A na co z kolei według ciebie stać drużynę Zawiszy?
- Zawisza pokazał, że jest zespołem bardzo ciekawym. Powiem szczerze, iż kilku zawodników tego zespołu naprawdę mi zaimponowało.
Kogo masz na myśli?
- Na przykład Adriana Błąda, który mimo młodego wieku już prezentuje się bardzo korzystnie. Wiedzieliśmy już przed spotkaniem, że to jeden z motorów napędowych Zawiszy. Staraliśmy się pilnować, by za wiele krzywdy nam nie wyrządził, ale w kilku akcjach pokazał swoją wartość.
Kto według ciebie jest najsilniejszy w tegorocznych rozgrywkach I ligi?
- Myślę, że trudno w tej chwili wskazywać jednego faworyta. Ta liga jeszcze niejednego zaskoczy. Wiem z doświadczenia, że wywalczyć awans to nie jest taka prosta sprawa. Ponadto bycie faworytem nie zawsze oznacza końcowy sukces, przeżyłem to już w swojej karierze.
Mówi się, że pierwsza i druga liga niewiele różnią się poziomem. Jaka jest twoja opinia na ten temat?

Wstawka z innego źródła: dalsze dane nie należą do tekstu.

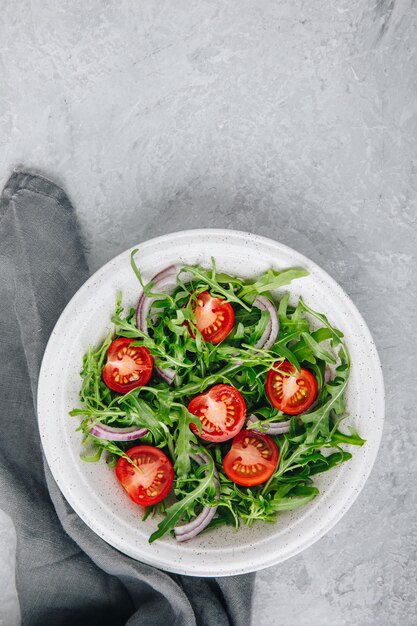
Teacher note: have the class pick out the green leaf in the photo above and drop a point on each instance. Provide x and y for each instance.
(184, 440)
(175, 512)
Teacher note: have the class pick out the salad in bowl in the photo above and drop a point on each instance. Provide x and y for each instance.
(216, 402)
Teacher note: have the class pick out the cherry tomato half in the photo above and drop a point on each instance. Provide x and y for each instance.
(127, 366)
(291, 392)
(252, 459)
(214, 317)
(222, 412)
(151, 481)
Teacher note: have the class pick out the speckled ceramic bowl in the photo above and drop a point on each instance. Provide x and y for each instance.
(92, 489)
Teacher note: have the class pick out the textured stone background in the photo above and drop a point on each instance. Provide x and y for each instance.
(292, 119)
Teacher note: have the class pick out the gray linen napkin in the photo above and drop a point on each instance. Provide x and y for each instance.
(65, 573)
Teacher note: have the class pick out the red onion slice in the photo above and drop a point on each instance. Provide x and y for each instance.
(272, 428)
(193, 528)
(113, 433)
(163, 282)
(270, 333)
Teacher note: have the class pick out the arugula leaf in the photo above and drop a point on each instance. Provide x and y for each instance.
(184, 439)
(174, 513)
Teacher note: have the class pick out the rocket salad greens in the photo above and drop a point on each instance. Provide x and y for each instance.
(216, 402)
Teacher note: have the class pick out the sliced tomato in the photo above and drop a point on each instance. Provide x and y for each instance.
(149, 482)
(127, 366)
(222, 412)
(214, 317)
(290, 391)
(252, 458)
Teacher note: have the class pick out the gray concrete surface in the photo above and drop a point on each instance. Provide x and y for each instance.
(292, 119)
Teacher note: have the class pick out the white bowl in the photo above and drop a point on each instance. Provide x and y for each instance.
(92, 489)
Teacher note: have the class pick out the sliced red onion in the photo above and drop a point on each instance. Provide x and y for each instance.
(272, 428)
(193, 528)
(113, 433)
(163, 282)
(270, 333)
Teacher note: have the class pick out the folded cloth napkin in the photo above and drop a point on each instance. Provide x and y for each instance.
(65, 574)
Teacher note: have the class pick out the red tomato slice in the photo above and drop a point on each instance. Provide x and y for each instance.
(127, 366)
(214, 317)
(291, 392)
(222, 412)
(151, 481)
(252, 458)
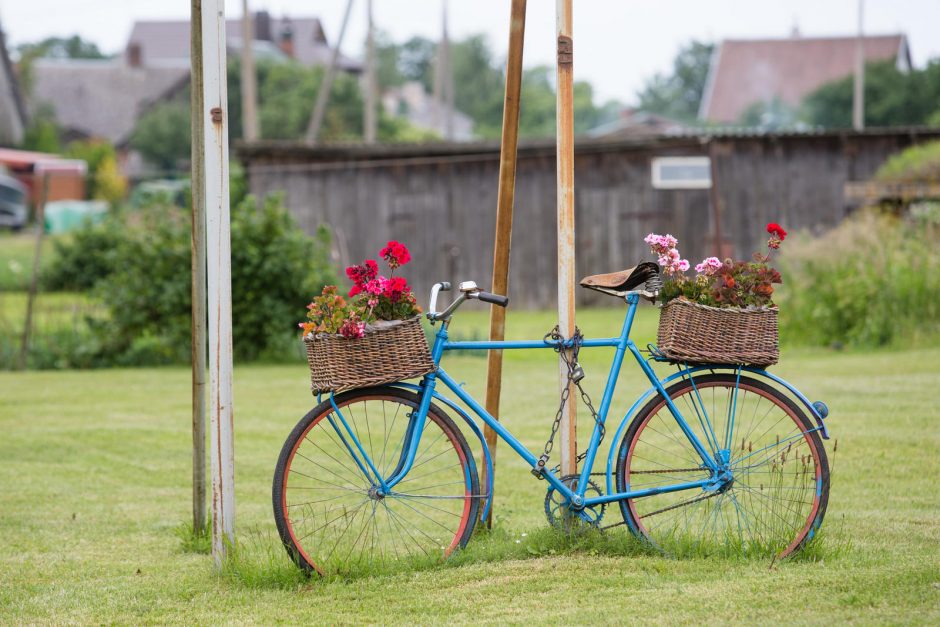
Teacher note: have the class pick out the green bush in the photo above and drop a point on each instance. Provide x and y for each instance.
(276, 269)
(919, 163)
(872, 281)
(139, 267)
(84, 257)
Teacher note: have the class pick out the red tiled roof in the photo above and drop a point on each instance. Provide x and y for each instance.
(747, 71)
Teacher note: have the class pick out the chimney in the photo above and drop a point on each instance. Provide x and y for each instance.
(263, 26)
(286, 39)
(135, 55)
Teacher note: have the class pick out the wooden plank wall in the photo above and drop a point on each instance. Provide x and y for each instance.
(443, 208)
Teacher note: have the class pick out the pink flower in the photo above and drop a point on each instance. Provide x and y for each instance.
(395, 254)
(352, 329)
(709, 266)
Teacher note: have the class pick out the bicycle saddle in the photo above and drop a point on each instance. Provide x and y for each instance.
(619, 283)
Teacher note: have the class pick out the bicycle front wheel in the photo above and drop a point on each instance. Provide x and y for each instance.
(774, 488)
(331, 515)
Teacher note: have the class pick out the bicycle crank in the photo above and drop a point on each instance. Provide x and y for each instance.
(561, 516)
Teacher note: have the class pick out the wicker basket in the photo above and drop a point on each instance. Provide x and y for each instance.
(690, 332)
(386, 353)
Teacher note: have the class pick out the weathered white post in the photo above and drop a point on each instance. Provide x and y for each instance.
(566, 278)
(215, 158)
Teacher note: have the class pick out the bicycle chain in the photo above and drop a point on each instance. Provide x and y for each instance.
(575, 375)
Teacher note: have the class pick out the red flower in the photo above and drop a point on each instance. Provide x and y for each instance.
(776, 231)
(395, 288)
(395, 254)
(361, 275)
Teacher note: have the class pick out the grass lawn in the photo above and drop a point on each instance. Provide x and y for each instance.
(94, 484)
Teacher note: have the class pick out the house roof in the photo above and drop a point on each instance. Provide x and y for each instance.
(101, 98)
(164, 43)
(12, 109)
(747, 71)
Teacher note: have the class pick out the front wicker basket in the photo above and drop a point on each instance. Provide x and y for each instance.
(383, 355)
(690, 332)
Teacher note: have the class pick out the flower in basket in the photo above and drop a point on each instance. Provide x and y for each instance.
(372, 298)
(728, 283)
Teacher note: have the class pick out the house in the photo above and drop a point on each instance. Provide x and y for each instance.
(12, 110)
(166, 43)
(632, 122)
(425, 112)
(745, 72)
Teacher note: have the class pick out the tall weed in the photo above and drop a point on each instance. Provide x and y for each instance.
(872, 281)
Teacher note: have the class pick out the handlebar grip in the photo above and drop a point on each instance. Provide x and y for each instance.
(493, 299)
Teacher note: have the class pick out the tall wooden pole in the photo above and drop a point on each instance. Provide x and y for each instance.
(249, 78)
(198, 273)
(566, 241)
(858, 97)
(505, 198)
(370, 118)
(323, 95)
(219, 274)
(37, 257)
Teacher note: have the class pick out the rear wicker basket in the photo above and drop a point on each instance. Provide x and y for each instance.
(391, 352)
(690, 332)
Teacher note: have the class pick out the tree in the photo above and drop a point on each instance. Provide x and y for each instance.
(892, 98)
(679, 94)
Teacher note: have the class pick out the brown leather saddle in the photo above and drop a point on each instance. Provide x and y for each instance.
(619, 283)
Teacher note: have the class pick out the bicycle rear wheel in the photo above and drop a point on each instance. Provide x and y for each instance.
(328, 511)
(779, 474)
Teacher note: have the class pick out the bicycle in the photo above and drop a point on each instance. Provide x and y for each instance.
(717, 456)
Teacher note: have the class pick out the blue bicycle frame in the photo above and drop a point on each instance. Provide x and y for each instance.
(710, 461)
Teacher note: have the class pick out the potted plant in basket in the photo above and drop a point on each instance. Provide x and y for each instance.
(371, 337)
(723, 314)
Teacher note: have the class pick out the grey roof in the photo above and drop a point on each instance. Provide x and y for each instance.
(167, 42)
(101, 98)
(12, 110)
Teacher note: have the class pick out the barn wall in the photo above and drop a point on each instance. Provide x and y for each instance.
(443, 206)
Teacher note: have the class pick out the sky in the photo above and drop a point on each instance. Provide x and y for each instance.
(618, 44)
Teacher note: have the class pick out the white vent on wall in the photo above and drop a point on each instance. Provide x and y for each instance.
(682, 173)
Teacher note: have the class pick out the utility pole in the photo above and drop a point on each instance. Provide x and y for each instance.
(249, 78)
(213, 119)
(198, 191)
(858, 99)
(447, 79)
(323, 95)
(369, 122)
(505, 199)
(566, 240)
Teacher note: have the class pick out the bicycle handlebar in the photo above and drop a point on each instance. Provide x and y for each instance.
(468, 290)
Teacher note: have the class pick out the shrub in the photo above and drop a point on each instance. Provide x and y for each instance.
(872, 281)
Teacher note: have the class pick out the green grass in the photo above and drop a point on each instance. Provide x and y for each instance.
(94, 498)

- Mi osobiście trudno się na ten temat wypowiadać, bo długo w II lidze nie grałem. Powiem więcej, po reorganizacji, w II lidze nie grałem w ogóle. Nie znam więc realiów tej klasy rozgrywkowej, ale wiem na pewno, że poziom ligi, w której obecnie gram jest coraz wyższy. Jest sporo obcokrajowców, którzy wpływają na podnoszenie się jej poziomu. W zasadzie nie ma klubu, w szeregach którego nie występują gracze spoza naszego kraju. W wielu ośrodkach, jak chociażby w Bydgoszczy, warunki do gry w piłkę są kapitalne. Także kibice często liczną grupą pojawiają się na meczach wyjazdowych swoich drużyn, więc to dobry prognostyk na przyszłość.
Jakie miejsce Olimpii na koniec sezonu ciebie osobiście by satysfakcjonowało?
- Jak najwyższe.
A czy klubowi działacze postawili przed wami jakiś cel na sezon 2011/12?
- Cel mamy taki, jak powiedziałem - wygrywać jak najwięcej się da i zdobywać jak największą ilość punktów. To jest droga do końcowego sukcesu.
Teraz przed Olimpią niezwykle trudny mecz z Wisłą Płock. Co już wiecie o tym rywalu, czego można się spodziewać?
- Tak naprawdę każdy kolejny mecz jest trudny. Nie ma sensu dywagować, gdzie będzie nam najtrudniej. Nie wiemy, co spotka nas w Płocku, ale jedziemy tam wygrać. Musimy tylko być bardziej pewni siebie, więcej atakować, a zwycięstwa przyjdą z czasem. Na razie nie możemy grać u siebie, ale wyjazdy, w których zdobędziemy punkty, pozwolą nam nabrać pewności w grze.